Hasta ahí, la trama funciona como una clásica película de desastre. Pero apenas la acción se traslada de la isla a una mansión gótica en la segunda mitad del filme, Fallen Kingdom toma un rumbo completamente diferente, virando hacia el thriller de horror con tintes de ciencia ficción distópica. En lugar de desarrollar más profundamente el dilema moral sobre la creación y conservación de especies extintas, el guion recurre a una conspiración de mercado negro, clonación humana y la creación de un nuevo dinosaurio híbrido —el Indoraptor— diseñado como arma letal.
Visualmente, Bayona logra imprimir su estilo característico, que se aleja del espectáculo puramente digital para abrazar atmósferas más oscuras y sombrías. Algunas escenas, como el triste momento del braquiosaurio entre la niebla volcánica o la aparición del Indoraptor en los pasillos de la mansión, transmiten una sensación de terror emocional o suspenso, casi como si estuviéramos viendo una película gótica. Sin embargo, este cambio de tono también genera un problema de cohesión, ya que la primera parte es una aventura explosiva mientras la segunda parece una película diferente.
Chris Pratt y Bryce Dallas Howard repiten sus papeles, aunque esta vez con menos química entre ellos. Pratt mantiene su carisma, pero el guion le ofrece pocas oportunidades para brillar emocionalmente. Howard ha evolucionado desde la mujer ejecutiva indiferente de la primera película, pero su nuevo rol de activista carece de profundidad. Los nuevos personajes, como Franklin (Justice Smith) y Zia (Daniella Pineda), aportan algo de frescura, pero caen fácilmente en estereotipos. El villano interpretado por Rafe Spall resulta predecible y genérico, y su ambición por lucrarse con los dinosaurios carece de fuerza dramática.
Uno de los puntos más controversiales de Fallen Kingdom es el personaje de Maisie Lockwood, la nieta del benefactor. Sin revelar demasiado, su historia introduce un elemento nuevo en la saga que, aunque potencialmente revolucionario, se siente forzado y poco desarrollado. La película termina con una escena que sugiere un cambio radical en la historia: los dinosaurios ahora viven entre los humanos, lo que prepara el terreno para una tercera entrega que promete, pero también representa un punto de no retorno.

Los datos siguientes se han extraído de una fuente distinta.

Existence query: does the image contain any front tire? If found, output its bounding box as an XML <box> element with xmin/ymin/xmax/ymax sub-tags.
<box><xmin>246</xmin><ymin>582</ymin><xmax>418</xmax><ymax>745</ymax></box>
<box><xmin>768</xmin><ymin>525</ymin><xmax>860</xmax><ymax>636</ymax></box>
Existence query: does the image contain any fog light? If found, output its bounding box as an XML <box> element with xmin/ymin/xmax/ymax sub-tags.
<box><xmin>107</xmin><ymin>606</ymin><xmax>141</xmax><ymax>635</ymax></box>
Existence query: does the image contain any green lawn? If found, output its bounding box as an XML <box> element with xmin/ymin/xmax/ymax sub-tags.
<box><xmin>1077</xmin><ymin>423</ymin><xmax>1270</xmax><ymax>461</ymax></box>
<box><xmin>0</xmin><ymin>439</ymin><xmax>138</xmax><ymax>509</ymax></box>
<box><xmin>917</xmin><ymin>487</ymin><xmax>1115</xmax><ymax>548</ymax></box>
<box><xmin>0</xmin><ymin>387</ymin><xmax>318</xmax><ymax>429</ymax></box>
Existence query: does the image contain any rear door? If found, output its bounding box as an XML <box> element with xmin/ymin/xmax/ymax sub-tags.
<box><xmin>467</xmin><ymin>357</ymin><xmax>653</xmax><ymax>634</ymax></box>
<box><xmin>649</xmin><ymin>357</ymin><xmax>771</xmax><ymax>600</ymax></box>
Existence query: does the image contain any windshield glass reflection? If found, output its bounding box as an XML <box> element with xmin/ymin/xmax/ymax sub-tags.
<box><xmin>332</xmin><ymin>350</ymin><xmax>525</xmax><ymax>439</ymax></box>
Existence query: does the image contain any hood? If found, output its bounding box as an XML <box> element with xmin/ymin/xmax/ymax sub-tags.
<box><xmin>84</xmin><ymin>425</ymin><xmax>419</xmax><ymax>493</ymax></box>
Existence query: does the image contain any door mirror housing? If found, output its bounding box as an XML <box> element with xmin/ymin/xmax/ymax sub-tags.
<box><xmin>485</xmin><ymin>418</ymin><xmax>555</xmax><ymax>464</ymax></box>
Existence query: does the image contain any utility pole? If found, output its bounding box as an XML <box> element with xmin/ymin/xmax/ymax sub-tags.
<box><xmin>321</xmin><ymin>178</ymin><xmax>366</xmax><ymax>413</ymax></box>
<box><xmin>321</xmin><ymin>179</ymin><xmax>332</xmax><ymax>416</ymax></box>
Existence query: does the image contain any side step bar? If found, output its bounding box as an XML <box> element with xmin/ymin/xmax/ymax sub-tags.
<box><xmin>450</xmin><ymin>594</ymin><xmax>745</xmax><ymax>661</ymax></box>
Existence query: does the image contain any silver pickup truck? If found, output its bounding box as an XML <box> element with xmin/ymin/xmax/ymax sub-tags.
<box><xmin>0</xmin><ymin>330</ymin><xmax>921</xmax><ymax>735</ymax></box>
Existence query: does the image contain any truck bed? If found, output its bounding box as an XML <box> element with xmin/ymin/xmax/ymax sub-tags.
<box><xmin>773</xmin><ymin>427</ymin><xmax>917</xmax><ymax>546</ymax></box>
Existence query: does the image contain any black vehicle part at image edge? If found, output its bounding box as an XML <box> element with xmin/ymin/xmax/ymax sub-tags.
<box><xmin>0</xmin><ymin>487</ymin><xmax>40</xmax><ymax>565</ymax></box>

Desde el punto de vista técnico, los efectos visuales son sólidos, aunque en algunos momentos demasiado dependientes del CGI. El diseño sonoro sigue siendo uno de los puntos fuertes de la franquicia, con rugidos reconocibles y sonidos de impacto que mantienen la tensión. Michael Giacchino retoma el tema musical con un enfoque más melancólico y heroico, que encaja con el tono más sombrío de la cinta.
Bayona logra imprimirle cierta sensibilidad emocional al relato —algo que se notó en su trabajo anterior con Lo imposible y Un monstruo viene a verme— pero aquí está limitado por un guion que quiere contar demasiadas cosas a la vez. La película lanza ideas interesantes: ¿deben ser tratados como animales reales estos seres creados por la ciencia? ¿Cuál es el precio ético de la clonación? ¿Estamos cruzando líneas peligrosas sin entender las consecuencias? Pero esas preguntas apenas se tocan superficialmente, dejando al espectador con más promesas que respuestas.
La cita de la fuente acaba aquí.